Danny vomitó hasta que le dolió el pecho y se le vació el estómago; abrió el grifo y se empapó hasta que el agua se le deslizó dentro de los guantes y masculló que un policía mojado no podía examinar la escena de un delito por el cual Vollmer o Maslick habrían sido capaces de matar. Cerró el agua y se sacudió para secarse, apoyando los brazos en el borde de la pica. Sonó el teléfono; le pareció un escopetazo, desenfundó el arma y apuntó hacia ninguna parte.
Otro timbrazo, silencio. Un tercer timbrazo. Danny cogió el receptor.
– ¿Sí? ¿Karen?
La muchacha hablaba con su sonsonete compungido.
– Han ingresado tres cadáveres. Dos mujeres blancas, un varón negro. Las mujeres, un suicidio por píldoras y un accidente automovilístico; el negro, un alcohólico que murió a la intemperie. Y me debes el Coconut Grove por mostrarte tan poco amable.
Ocho paredes llenas de salpicaduras de sangre y una aspirante a policía que quería ir a bailar. Danny rió y abrió la nevera para encontrar el lado cómico del asunto. El dedo era largo, blanco y delgado, y los ojos eran castaños y empezaban a resecarse.
– Donde quieras, cariño, donde quieras.
– Danny, ¿de veras estás…?
– Karen, escucha bien. Me quedaré aquí para ver quién aparece. ¿Esta noche haces turno doble?
– Hasta mañana a las ocho.
– Entonces hazme un favor. Quiero saber si encuentran cadáveres blancos en la ciudad y el condado. Quédate ante la centralita, escucha las transmisiones por radio a bajo volumen y fíjate si alguien informa sobre homicidios de varones blancos. Si consigues algo, llámame como has hecho ahora. ¿Comprendido?
– Sí, Danny.
– Y recuerda, nadie debe saberlo. Ni Dietrich ni nadie. Nadie.

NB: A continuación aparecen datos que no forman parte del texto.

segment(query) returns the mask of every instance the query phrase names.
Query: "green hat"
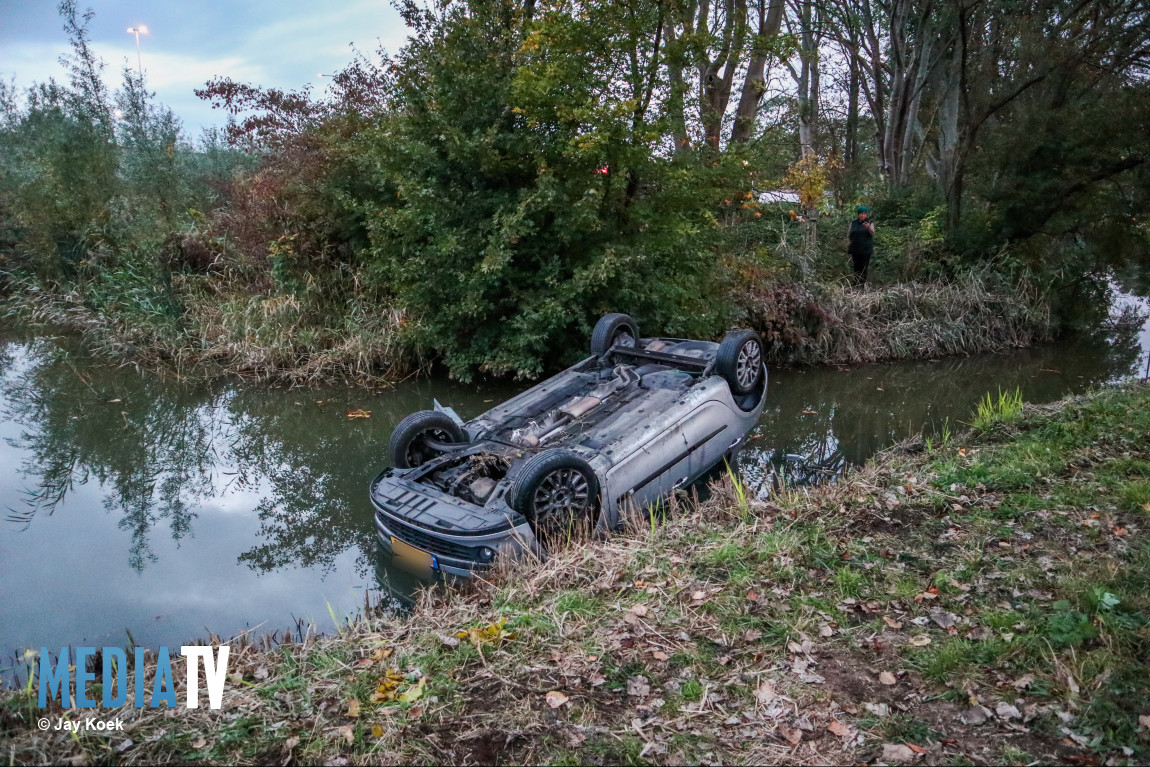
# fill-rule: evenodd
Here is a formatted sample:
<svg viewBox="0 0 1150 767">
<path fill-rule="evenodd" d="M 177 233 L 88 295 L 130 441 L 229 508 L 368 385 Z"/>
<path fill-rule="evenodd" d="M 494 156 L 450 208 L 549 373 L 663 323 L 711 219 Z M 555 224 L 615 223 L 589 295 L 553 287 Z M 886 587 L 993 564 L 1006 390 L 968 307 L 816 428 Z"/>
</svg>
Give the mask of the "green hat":
<svg viewBox="0 0 1150 767">
<path fill-rule="evenodd" d="M 858 206 L 858 210 L 856 210 L 855 213 L 866 213 L 866 206 L 865 205 Z"/>
</svg>

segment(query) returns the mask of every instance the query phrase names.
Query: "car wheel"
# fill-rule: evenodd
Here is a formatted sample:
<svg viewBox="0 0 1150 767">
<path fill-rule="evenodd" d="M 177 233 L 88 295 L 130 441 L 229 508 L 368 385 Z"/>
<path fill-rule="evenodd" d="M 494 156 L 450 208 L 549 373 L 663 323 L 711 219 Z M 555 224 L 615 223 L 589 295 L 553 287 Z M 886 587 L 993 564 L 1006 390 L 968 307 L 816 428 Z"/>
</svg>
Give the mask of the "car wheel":
<svg viewBox="0 0 1150 767">
<path fill-rule="evenodd" d="M 715 355 L 715 372 L 731 393 L 742 396 L 754 391 L 763 378 L 763 342 L 753 330 L 732 330 L 723 336 Z"/>
<path fill-rule="evenodd" d="M 591 354 L 596 357 L 615 345 L 639 345 L 639 326 L 626 314 L 604 314 L 591 333 Z"/>
<path fill-rule="evenodd" d="M 459 424 L 438 410 L 420 410 L 399 422 L 391 433 L 388 451 L 399 469 L 414 469 L 443 452 L 439 445 L 467 442 Z"/>
<path fill-rule="evenodd" d="M 590 532 L 599 510 L 599 479 L 570 450 L 551 449 L 528 458 L 507 491 L 511 508 L 527 518 L 544 545 Z"/>
</svg>

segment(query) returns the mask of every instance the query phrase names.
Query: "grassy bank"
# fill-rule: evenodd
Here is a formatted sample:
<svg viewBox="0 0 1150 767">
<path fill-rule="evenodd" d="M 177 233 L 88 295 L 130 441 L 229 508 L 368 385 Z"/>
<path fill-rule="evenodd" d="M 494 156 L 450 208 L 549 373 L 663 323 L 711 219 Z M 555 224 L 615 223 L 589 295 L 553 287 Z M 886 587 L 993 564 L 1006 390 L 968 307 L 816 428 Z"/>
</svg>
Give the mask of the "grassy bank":
<svg viewBox="0 0 1150 767">
<path fill-rule="evenodd" d="M 252 293 L 227 278 L 177 274 L 154 283 L 66 291 L 28 282 L 4 302 L 9 318 L 79 333 L 97 355 L 179 376 L 314 384 L 380 384 L 417 371 L 401 341 L 404 312 L 350 290 Z"/>
<path fill-rule="evenodd" d="M 333 300 L 324 291 L 267 295 L 231 284 L 222 276 L 184 274 L 164 290 L 129 283 L 58 291 L 28 283 L 3 310 L 25 323 L 72 329 L 106 358 L 183 376 L 379 384 L 435 356 L 412 343 L 402 309 L 354 289 Z M 762 333 L 773 362 L 789 364 L 1002 351 L 1047 338 L 1050 325 L 1037 296 L 992 287 L 973 273 L 863 290 L 816 283 L 737 300 L 747 303 L 741 324 Z"/>
<path fill-rule="evenodd" d="M 1144 763 L 1150 387 L 1003 397 L 972 422 L 834 486 L 758 501 L 718 485 L 664 524 L 425 593 L 407 618 L 271 650 L 232 642 L 218 712 L 124 709 L 122 735 L 45 735 L 34 694 L 5 692 L 3 752 Z"/>
</svg>

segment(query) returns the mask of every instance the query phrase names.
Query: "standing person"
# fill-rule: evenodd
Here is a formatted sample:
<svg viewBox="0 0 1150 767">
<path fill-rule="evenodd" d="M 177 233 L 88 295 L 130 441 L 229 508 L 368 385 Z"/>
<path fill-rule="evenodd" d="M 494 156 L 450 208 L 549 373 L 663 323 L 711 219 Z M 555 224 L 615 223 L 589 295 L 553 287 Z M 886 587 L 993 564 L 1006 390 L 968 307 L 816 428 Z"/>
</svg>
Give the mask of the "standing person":
<svg viewBox="0 0 1150 767">
<path fill-rule="evenodd" d="M 858 218 L 851 221 L 850 244 L 847 245 L 847 255 L 851 257 L 854 265 L 852 285 L 866 285 L 867 270 L 870 269 L 870 257 L 874 253 L 874 224 L 867 221 L 865 205 L 858 206 Z"/>
</svg>

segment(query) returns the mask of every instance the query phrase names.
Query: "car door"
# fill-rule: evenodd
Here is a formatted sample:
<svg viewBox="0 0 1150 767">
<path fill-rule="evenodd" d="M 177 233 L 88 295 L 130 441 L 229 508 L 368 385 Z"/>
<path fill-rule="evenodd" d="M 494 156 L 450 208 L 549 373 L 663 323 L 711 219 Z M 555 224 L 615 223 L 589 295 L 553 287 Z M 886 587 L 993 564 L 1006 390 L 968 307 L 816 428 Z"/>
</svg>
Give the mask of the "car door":
<svg viewBox="0 0 1150 767">
<path fill-rule="evenodd" d="M 641 511 L 668 495 L 689 473 L 689 447 L 676 423 L 612 468 L 607 485 L 620 512 Z"/>
<path fill-rule="evenodd" d="M 722 461 L 735 440 L 731 410 L 721 402 L 704 402 L 683 419 L 680 428 L 691 452 L 689 481 L 694 482 Z"/>
</svg>

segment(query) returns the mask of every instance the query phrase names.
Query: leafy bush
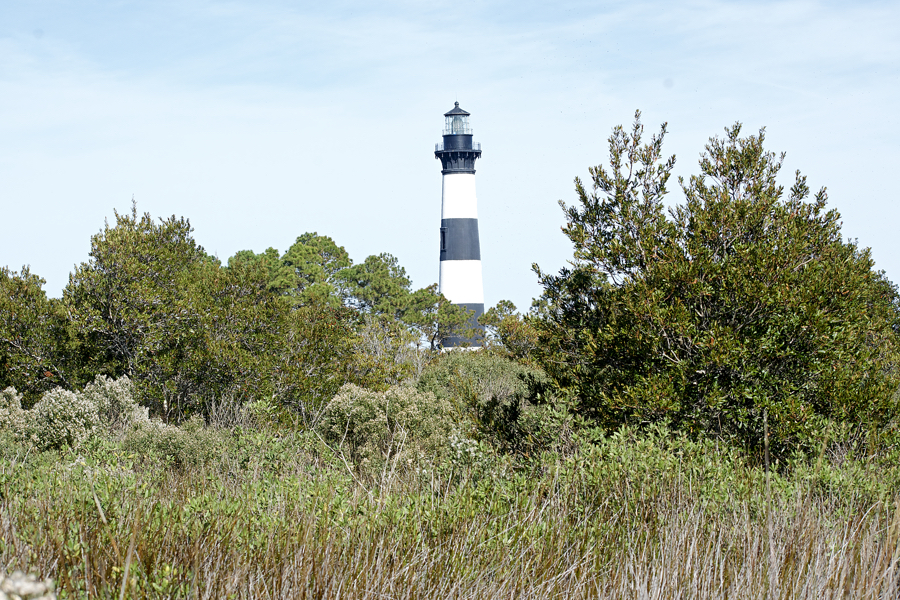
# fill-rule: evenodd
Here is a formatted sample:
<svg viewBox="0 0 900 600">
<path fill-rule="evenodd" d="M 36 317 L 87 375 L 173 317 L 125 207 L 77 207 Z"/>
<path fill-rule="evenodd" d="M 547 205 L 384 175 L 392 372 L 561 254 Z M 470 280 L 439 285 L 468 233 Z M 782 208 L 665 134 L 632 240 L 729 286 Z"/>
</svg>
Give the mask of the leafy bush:
<svg viewBox="0 0 900 600">
<path fill-rule="evenodd" d="M 25 437 L 26 423 L 22 394 L 17 393 L 13 387 L 0 392 L 0 430 L 10 432 L 15 439 L 22 439 Z"/>
<path fill-rule="evenodd" d="M 415 381 L 428 352 L 418 347 L 419 336 L 392 316 L 365 314 L 354 338 L 357 379 L 371 389 Z"/>
<path fill-rule="evenodd" d="M 638 115 L 639 117 L 639 115 Z M 829 422 L 898 415 L 900 302 L 868 249 L 844 241 L 824 189 L 788 194 L 782 157 L 740 125 L 713 138 L 700 174 L 663 198 L 666 128 L 610 137 L 610 169 L 576 179 L 562 204 L 570 268 L 540 273 L 546 311 L 534 353 L 578 411 L 608 431 L 671 423 L 772 451 L 813 451 Z"/>
<path fill-rule="evenodd" d="M 532 397 L 545 380 L 540 369 L 481 350 L 442 355 L 428 365 L 418 387 L 450 401 L 468 424 L 468 435 L 500 450 L 533 453 L 557 441 L 568 421 L 553 402 L 539 405 L 544 398 Z"/>
<path fill-rule="evenodd" d="M 126 452 L 157 458 L 176 468 L 202 466 L 219 458 L 226 448 L 226 434 L 205 426 L 193 416 L 180 427 L 152 419 L 136 424 L 123 442 Z"/>
<path fill-rule="evenodd" d="M 539 302 L 532 306 L 532 312 L 539 306 Z M 529 319 L 519 314 L 515 304 L 500 300 L 479 317 L 478 322 L 484 326 L 486 346 L 519 361 L 532 362 L 530 358 L 537 344 L 537 331 Z"/>
<path fill-rule="evenodd" d="M 148 409 L 134 398 L 134 384 L 126 377 L 109 379 L 97 375 L 81 392 L 84 400 L 97 407 L 100 422 L 110 431 L 121 431 L 134 423 L 149 420 Z"/>
<path fill-rule="evenodd" d="M 42 450 L 78 446 L 100 424 L 97 405 L 62 388 L 50 390 L 28 411 L 26 434 Z"/>
<path fill-rule="evenodd" d="M 402 385 L 379 392 L 347 384 L 328 403 L 318 429 L 366 470 L 391 459 L 410 463 L 439 456 L 447 448 L 451 417 L 450 402 L 431 392 Z"/>
<path fill-rule="evenodd" d="M 446 352 L 425 369 L 418 387 L 442 398 L 457 398 L 462 385 L 471 390 L 480 401 L 497 398 L 509 402 L 528 394 L 528 377 L 540 377 L 538 369 L 526 367 L 514 360 L 493 352 Z"/>
<path fill-rule="evenodd" d="M 101 427 L 115 433 L 149 421 L 127 377 L 114 380 L 98 375 L 79 393 L 56 388 L 31 410 L 22 410 L 21 400 L 15 388 L 0 392 L 0 430 L 11 432 L 15 439 L 27 438 L 41 449 L 78 446 Z"/>
</svg>

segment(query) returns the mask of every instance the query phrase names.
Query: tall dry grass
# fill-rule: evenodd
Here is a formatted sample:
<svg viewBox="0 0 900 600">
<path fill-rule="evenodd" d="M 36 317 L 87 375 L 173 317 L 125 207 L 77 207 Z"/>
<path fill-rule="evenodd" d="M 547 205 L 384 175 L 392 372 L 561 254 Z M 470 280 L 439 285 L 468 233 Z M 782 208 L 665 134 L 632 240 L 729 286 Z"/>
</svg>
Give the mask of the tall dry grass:
<svg viewBox="0 0 900 600">
<path fill-rule="evenodd" d="M 590 453 L 363 476 L 312 446 L 257 435 L 181 468 L 115 444 L 7 452 L 0 566 L 61 598 L 900 596 L 896 504 L 758 480 L 713 497 Z"/>
</svg>

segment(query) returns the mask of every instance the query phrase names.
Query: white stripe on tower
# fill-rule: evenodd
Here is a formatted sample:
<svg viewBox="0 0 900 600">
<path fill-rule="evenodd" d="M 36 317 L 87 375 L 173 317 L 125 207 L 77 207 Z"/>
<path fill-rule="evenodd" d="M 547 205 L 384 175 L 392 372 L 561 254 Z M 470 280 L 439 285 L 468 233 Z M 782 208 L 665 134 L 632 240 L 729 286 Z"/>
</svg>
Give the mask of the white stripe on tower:
<svg viewBox="0 0 900 600">
<path fill-rule="evenodd" d="M 474 173 L 445 173 L 442 187 L 442 219 L 478 218 Z"/>
<path fill-rule="evenodd" d="M 484 304 L 480 260 L 442 260 L 440 292 L 453 304 Z"/>
</svg>

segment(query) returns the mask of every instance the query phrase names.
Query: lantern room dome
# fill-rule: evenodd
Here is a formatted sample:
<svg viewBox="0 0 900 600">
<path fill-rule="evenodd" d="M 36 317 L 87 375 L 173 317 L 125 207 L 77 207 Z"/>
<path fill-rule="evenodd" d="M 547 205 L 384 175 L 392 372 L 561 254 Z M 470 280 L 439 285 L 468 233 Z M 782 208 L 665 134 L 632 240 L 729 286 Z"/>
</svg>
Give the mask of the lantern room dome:
<svg viewBox="0 0 900 600">
<path fill-rule="evenodd" d="M 464 111 L 463 109 L 461 109 L 461 108 L 459 107 L 459 102 L 454 102 L 454 103 L 453 103 L 453 108 L 450 109 L 449 112 L 445 112 L 445 113 L 444 113 L 444 116 L 445 116 L 445 117 L 452 117 L 453 115 L 465 115 L 465 116 L 468 117 L 468 116 L 469 116 L 469 113 L 467 113 L 466 111 Z"/>
</svg>

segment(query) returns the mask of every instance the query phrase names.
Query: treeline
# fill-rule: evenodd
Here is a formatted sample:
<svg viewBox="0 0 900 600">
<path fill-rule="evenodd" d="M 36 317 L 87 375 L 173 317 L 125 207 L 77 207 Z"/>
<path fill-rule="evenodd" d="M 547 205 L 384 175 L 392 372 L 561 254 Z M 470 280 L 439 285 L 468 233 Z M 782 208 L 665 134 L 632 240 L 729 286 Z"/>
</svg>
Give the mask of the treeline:
<svg viewBox="0 0 900 600">
<path fill-rule="evenodd" d="M 436 285 L 413 290 L 390 254 L 353 264 L 306 233 L 284 255 L 242 251 L 222 264 L 192 231 L 134 206 L 116 213 L 60 299 L 27 267 L 0 269 L 0 389 L 29 406 L 57 387 L 127 376 L 175 422 L 223 397 L 274 397 L 306 414 L 345 383 L 409 379 L 420 349 L 468 324 Z"/>
<path fill-rule="evenodd" d="M 811 195 L 799 172 L 785 190 L 783 155 L 735 125 L 667 210 L 665 133 L 645 140 L 639 113 L 614 130 L 609 166 L 560 202 L 570 265 L 535 265 L 544 291 L 527 314 L 503 301 L 482 318 L 491 352 L 528 367 L 527 391 L 482 415 L 488 427 L 521 447 L 518 419 L 543 405 L 607 432 L 664 426 L 776 457 L 893 443 L 897 289 L 843 238 L 825 190 Z M 27 268 L 0 270 L 0 389 L 27 406 L 128 376 L 170 421 L 227 397 L 272 399 L 312 424 L 345 384 L 418 381 L 468 323 L 389 254 L 354 264 L 307 233 L 284 254 L 221 264 L 191 233 L 184 219 L 117 213 L 58 300 Z"/>
</svg>

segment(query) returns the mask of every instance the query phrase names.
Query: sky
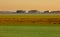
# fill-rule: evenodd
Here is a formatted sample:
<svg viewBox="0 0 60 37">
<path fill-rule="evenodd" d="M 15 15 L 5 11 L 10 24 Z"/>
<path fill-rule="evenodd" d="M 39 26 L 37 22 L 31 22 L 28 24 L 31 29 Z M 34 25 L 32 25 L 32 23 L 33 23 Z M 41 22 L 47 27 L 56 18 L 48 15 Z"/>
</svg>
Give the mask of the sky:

Un largo suspiro: Katharine Hepburn exhausta, en versión Karen.
– Sí, agente Upshaw. -Un suave chasquido.
Danny colgó y examinó el apartamento.
Sacó muestras de tierra y polvo de los tres cuartos, guardándolas por separado en sobres transparentes; sacó su cámara Rolleiflex y tomó primeros y medios planos de las salpicaduras de sangre. Recogió, etiquetó y entubó sangre de la bañera, sangre del diván y la silla, sangre de la pared, sangre de la alfombra, sangre del suelo; tomó muestras de fibra de los tres tipos de ropa y anotó las marcas en las etiquetas.